2. Semua makhluk yang mendengar adzan akan menjadi saksi bagi muadzin pada hari kiamat
Dari Abu Sa’id Al Khudri radhiallahu
‘anhu, dia berkata kepada seorang laki-laki:
إِنِّي أَرَاكَ تُحِبُّ الغَنَمَ
وَالبَادِيَةَ، فَإِذَا كُنْتَ فِي غَنَمِكَ، أَوْ بَادِيَتِكَ، فَأَذَّنْتَ
بِالصَّلاَةِ فَارْفَعْ صَوْتَكَ بِالنِّدَاءِ، فَإِنَّهُ: «لاَ يَسْمَعُ مَدَى
صَوْتِ المُؤَذِّنِ، جِنٌّ وَلاَ إِنْسٌ وَلاَ شَيْءٌ، إِلَّا شَهِدَ لَهُ يَوْمَ
القِيَامَةِ»، قَالَ أَبُو سَعِيدٍ: سَمِعْتُهُ مِنْ رَسُولِ اللَّهِ صَلَّى اللهُ
عَلَيْهِ وَسَلَّمَ
“Aku perhatikan kamu ini orang yang suka menggembala dan
berkelana, maka jika kamu sedang menggembala kambingmu atau sedang berkelana
maka adzanlah kamu dengan adzan seperti adzan shalat, tinggikan suaramu dengan
adzan karena sesungguhnya semua yang mendengarkan adzan, baik dari golongan jin
dan manusia dan apa pun saja, mereka akan menjadi saksi bagi si muadzin ada
hari kiamat nanti. Abu Sa’id berkata: Aku mendengar hal ini dari Rasulullah
Shallallahu ‘Alaihi wa Sallam” (HR. Al Bukhari No. 609).
![]() |
| Mengumandangkan Adzan |
3. Akan diampuni dosanya sepanjang suaranya dan semua yang mendengarkan adzan di bumi akan mendoakan ampun baginya
Dari Abu Hurairah radhiallahu
‘anhu, bahwa Nabi Shallallahu
‘Alaihi wa Sallam bersabda:
الْمُؤَذِّنُ يُغْفَرُ لَهُ، مَدَى
صَوْتِهِ، وَيَسْتَغْفِرُ لَهُ كُلُّ، رَطْبٍ، وَيَابِسٍ، وَشَاهِدُ الصَّلَاةِ،
يُكْتَبُ لَهُ خَمْسٌ وَعِشْرُونَ حَسَنَةً، وَيُكَفَّرُ عَنْهُ مَا بَيْنَهُمَا
“Bagi muadzin akan diampuni dosanya sepanjang suaranya, dan
akan memohonkan ampun baginya semua benda yang basah dan kering, dan orang
menghadiri shalat berjamaah akan dicatat baginya 25 kebaikan dan akan dihapus
kesalahan di antara keduanya (antara adzan dan shalatnya, pen)” (HR. Ibnu
Majah No. 724, Abu Daud No. 515, dengan lafazh: “dan akan menjadi saksi
baginya semua benda yang basah dan kering …”, Al Baihaqi dalam Syu’abul Iman No.
2794, dll).
Hadits ini dishahihkan oleh Ibnu As Sakkan. (Lihat At Talkhish Al Habir, 1/367),
Syaikh Syu’aib Al Arnauth (Ta’liq Musnad Ahmad, 10/337), juga Syaikh
Al Albani dalam berbagai kitabnya. (Shahih Abi Daud, Shahihul Jami’, Tsamar Al Mustathab, At Ta’liqaat Al Hisaan).
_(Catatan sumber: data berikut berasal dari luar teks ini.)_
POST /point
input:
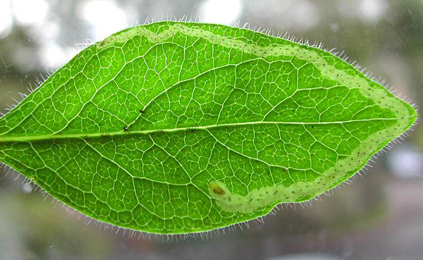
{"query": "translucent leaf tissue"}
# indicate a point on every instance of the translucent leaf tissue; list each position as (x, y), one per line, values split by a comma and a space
(177, 127)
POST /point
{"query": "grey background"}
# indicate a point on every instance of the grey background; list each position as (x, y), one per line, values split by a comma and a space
(378, 216)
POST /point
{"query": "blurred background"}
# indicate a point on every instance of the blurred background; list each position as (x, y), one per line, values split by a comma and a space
(379, 216)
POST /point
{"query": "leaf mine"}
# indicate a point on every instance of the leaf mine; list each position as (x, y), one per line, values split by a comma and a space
(176, 127)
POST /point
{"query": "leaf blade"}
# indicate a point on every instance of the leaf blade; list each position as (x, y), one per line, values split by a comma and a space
(200, 126)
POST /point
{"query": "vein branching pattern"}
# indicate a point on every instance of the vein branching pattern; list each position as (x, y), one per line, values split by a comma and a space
(179, 127)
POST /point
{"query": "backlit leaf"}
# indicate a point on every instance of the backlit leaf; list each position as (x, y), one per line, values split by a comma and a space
(179, 127)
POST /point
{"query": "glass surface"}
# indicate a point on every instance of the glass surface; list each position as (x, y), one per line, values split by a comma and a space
(378, 216)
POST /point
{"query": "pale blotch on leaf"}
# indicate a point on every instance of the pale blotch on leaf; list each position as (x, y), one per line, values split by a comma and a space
(177, 127)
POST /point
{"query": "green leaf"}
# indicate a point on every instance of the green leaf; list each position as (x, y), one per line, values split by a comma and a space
(179, 127)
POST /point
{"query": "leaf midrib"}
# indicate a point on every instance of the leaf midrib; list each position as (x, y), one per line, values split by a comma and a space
(9, 139)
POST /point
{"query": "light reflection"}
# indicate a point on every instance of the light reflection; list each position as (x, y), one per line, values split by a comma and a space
(287, 14)
(5, 18)
(372, 10)
(220, 11)
(105, 17)
(30, 12)
(52, 56)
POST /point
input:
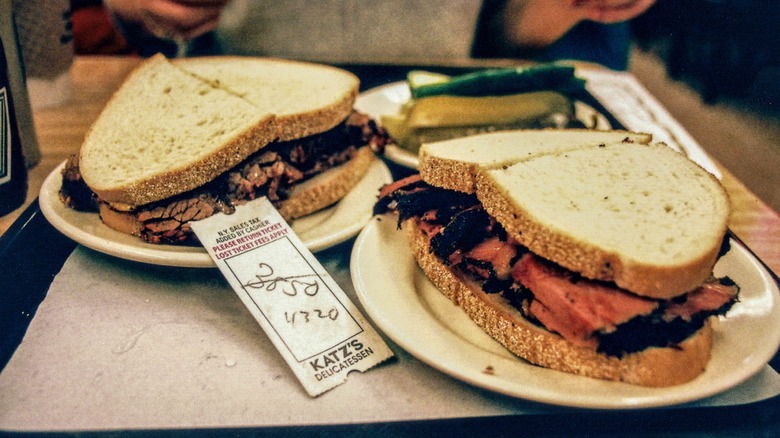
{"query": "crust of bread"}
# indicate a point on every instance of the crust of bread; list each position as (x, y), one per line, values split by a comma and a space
(311, 196)
(289, 126)
(653, 367)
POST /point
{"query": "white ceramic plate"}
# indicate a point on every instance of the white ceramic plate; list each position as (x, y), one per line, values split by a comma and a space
(318, 231)
(388, 99)
(403, 303)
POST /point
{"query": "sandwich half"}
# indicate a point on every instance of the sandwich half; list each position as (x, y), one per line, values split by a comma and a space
(593, 258)
(182, 140)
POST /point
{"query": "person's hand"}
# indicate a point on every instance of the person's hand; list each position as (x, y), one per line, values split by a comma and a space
(611, 11)
(177, 20)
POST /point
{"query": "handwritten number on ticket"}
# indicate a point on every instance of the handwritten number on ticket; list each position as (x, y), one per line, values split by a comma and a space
(308, 317)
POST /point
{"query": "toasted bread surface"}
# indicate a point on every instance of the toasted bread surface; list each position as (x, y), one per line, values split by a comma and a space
(655, 367)
(454, 164)
(643, 216)
(328, 187)
(167, 130)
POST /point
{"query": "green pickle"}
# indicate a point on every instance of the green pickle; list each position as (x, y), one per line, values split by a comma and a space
(444, 107)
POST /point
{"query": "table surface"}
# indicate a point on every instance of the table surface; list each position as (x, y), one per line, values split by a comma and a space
(61, 130)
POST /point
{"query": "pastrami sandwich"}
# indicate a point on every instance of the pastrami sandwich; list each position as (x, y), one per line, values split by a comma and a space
(584, 252)
(182, 140)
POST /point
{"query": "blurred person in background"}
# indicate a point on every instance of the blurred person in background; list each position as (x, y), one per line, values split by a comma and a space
(376, 31)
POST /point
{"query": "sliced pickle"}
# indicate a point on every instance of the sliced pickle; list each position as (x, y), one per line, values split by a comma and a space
(439, 111)
(414, 137)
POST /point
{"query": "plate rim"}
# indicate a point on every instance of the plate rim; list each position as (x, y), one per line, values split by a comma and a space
(644, 397)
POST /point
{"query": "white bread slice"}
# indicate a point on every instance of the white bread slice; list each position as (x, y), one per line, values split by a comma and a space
(328, 187)
(656, 367)
(453, 164)
(643, 216)
(166, 130)
(306, 98)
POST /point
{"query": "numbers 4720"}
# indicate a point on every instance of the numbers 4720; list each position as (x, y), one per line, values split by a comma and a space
(303, 316)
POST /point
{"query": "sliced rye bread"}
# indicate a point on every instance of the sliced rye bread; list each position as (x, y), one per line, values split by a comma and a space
(454, 164)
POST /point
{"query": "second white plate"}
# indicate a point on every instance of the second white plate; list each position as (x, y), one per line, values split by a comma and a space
(408, 308)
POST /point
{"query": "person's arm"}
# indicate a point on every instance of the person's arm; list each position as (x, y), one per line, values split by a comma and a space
(169, 19)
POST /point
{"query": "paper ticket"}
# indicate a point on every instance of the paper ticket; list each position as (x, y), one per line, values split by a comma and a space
(317, 329)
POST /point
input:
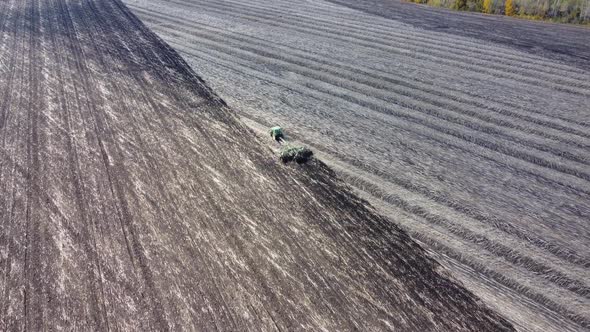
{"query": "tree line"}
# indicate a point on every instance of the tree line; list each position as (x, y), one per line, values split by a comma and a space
(568, 11)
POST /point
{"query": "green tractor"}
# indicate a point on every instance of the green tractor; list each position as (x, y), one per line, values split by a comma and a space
(277, 133)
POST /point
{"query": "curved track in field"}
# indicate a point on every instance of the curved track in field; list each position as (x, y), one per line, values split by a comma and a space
(133, 199)
(479, 150)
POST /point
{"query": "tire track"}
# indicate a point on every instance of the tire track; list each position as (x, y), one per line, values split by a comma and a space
(352, 29)
(363, 41)
(566, 127)
(577, 156)
(516, 160)
(361, 97)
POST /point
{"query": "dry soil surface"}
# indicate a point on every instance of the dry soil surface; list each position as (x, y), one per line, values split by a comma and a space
(471, 131)
(131, 198)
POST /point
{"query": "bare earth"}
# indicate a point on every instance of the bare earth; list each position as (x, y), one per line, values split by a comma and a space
(131, 198)
(472, 132)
Apa maksud “dosanya akan diampuni sepanjang suaranya”?
Berikut ini keterangannya:
قَالَ الْخَطَّابِيُّ: وَفِيهِ وَجْهٌ آخَرُ
وَهُوَ أَنَّهُ كَلَامُ تَمْثِيلٍ وَتَشْبِيهٍ، يُرِيدُ أَنَّ الْمَكَانَ الَّذِي
يَنْتَهِي إِلَيْهِ الصَّوْتُ لَوْ يُقَدَّرُ أَنْ يَكوُنَ مَا بَيْنَ أَقْصَاهُ
وَبَيْنَ مَقَامِهِ الَّذِي هُوَ فِيهِ ذُنُوبُهُ تَمْلَأُ تِلْكَ الْمَسَافَةَ
غَفَرَهَا اللَّهُ.
“Berkata Al Khaththabi: pada kalimat ini ada makna yang lain, ini
adalah ucapan tasybih dan tamtsil, maknanya adalah bahwa sepanjang tempat yang
dicapai oleh suaranya sampai akhir, yang seandainya dosa-dosa dia sepenuh
antara ujung terjauh dari suaranya sampai tempat dia berdiri, maka Allah akan
mengampuni semuanya” (Ittihaf Al Khairah, 1/475).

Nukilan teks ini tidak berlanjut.